Set any movie about a controversial leader deep in their advancing decrepitude, and you’re going to garner cheap sympathy. And that’s not what Thatcher herself would want – or her still very vocal opponents, in England and abroad, demand.
What “The Iron Lady” does contain – what makes it worth watching – is a literally amazing performance by Meryl Streep, who also understands that Thatcher herself was a performance.
Because Thatcher developed those commanding airs to stand up to the men who constantly demanded she sit down. She put on that overly patrician voice to try to distance herself from her humble beginnings as the daughter of a small-town grocer.
But she never could. Because his beliefs – down with taxes and unions, up with free markets and the military – were his own, before they became her own. And they remain conservative tenets today.
Are they – was she – right or wrong? That’s another debate. And one this movie seems not just uninterested in, but unaware of.
It shows the violent domestic opposition to Thatcher, but not what they were opposing. Her government’s international record (against the Irish hunger strikers and a reunified Germany, in favor of the Khmer Rouge and apartheid South Africa) is barely touched upon.
Instead director Phyllida Lloyd and screenwriter Abi Morgan concentrate on the historic, feminist angle – although the real Thatcher probably would object to that even more than the plea for pity. And the film doesn’t play fair there, either (Golda Meir came first, and there were other women in British politics – although you won’t see them here).

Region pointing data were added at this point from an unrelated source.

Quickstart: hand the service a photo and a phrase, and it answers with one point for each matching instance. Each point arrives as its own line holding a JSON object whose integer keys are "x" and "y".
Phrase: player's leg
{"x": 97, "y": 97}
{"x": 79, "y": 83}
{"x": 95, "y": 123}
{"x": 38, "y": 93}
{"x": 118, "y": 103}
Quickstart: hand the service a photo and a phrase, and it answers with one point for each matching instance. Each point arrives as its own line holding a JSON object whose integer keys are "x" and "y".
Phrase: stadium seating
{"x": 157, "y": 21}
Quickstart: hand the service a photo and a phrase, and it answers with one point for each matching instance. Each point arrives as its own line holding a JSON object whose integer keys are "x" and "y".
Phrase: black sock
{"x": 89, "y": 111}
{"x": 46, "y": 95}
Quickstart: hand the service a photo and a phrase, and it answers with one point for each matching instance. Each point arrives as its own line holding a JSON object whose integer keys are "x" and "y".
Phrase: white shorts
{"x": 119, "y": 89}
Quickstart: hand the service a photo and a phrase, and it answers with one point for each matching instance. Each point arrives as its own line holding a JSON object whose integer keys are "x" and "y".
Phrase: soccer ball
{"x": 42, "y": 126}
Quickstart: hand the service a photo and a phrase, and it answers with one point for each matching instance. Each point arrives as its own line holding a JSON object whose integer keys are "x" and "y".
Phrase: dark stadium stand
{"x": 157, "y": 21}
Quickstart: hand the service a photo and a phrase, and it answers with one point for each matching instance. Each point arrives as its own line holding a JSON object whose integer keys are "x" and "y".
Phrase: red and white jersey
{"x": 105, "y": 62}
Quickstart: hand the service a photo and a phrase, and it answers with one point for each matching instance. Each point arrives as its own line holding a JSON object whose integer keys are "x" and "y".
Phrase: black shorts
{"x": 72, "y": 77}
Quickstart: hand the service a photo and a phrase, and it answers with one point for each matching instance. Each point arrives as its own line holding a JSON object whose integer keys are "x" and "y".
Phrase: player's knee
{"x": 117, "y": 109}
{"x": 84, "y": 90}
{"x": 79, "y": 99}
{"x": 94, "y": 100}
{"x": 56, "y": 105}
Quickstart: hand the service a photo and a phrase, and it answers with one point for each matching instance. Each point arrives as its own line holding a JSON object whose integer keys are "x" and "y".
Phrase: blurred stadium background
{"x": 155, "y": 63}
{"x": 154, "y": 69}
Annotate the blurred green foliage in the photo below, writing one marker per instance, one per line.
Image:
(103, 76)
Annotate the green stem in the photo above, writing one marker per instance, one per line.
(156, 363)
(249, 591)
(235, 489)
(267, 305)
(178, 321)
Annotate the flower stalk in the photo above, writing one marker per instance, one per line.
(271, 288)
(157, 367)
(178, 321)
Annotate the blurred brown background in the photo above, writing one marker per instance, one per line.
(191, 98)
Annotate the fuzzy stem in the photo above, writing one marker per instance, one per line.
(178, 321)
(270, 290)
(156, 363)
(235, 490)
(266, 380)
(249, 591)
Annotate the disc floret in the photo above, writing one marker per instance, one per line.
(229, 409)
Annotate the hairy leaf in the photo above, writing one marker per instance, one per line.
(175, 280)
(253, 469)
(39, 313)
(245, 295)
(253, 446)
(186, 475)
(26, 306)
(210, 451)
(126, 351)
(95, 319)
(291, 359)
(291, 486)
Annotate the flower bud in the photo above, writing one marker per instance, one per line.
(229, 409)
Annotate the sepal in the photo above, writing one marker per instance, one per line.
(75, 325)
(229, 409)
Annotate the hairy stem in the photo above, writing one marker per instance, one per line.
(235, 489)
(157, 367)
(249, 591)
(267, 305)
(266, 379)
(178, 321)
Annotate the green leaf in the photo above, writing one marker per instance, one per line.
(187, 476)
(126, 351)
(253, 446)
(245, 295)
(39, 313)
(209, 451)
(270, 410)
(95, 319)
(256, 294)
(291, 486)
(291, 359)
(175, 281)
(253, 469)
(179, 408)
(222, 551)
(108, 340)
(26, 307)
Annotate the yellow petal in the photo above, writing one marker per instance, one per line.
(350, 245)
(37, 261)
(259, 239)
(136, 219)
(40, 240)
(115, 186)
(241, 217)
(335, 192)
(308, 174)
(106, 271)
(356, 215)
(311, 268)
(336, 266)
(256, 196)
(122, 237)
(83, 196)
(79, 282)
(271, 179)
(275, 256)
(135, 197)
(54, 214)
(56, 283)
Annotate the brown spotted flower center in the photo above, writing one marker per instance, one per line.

So putting aside the film’s attention to history (wandering) and interest in complexity (slight), what do you have?
Well, you have a sturdy, if somewhat predictable, tale of a middle-class striver triumphing over sexism and classism – only, ironically, to become a bit of a bully and a terrible snob. And you have several good supporting actors, including the always-welcome Jim Broadbent as Denis Thatcher, a spouse so long-suffering he could be a Kennedy wife.
And you have Streep.
“It’s a wonderful impersonation,” a critic said to me as we left the screening, and I noted the choice of words, and the old charge against Streep – it’s all technique, no feeling. But this is more than mere mimicry. This is a true, bravura performance – one of the best of the year in, sadly, a film that remains solidly in the middle of the pack.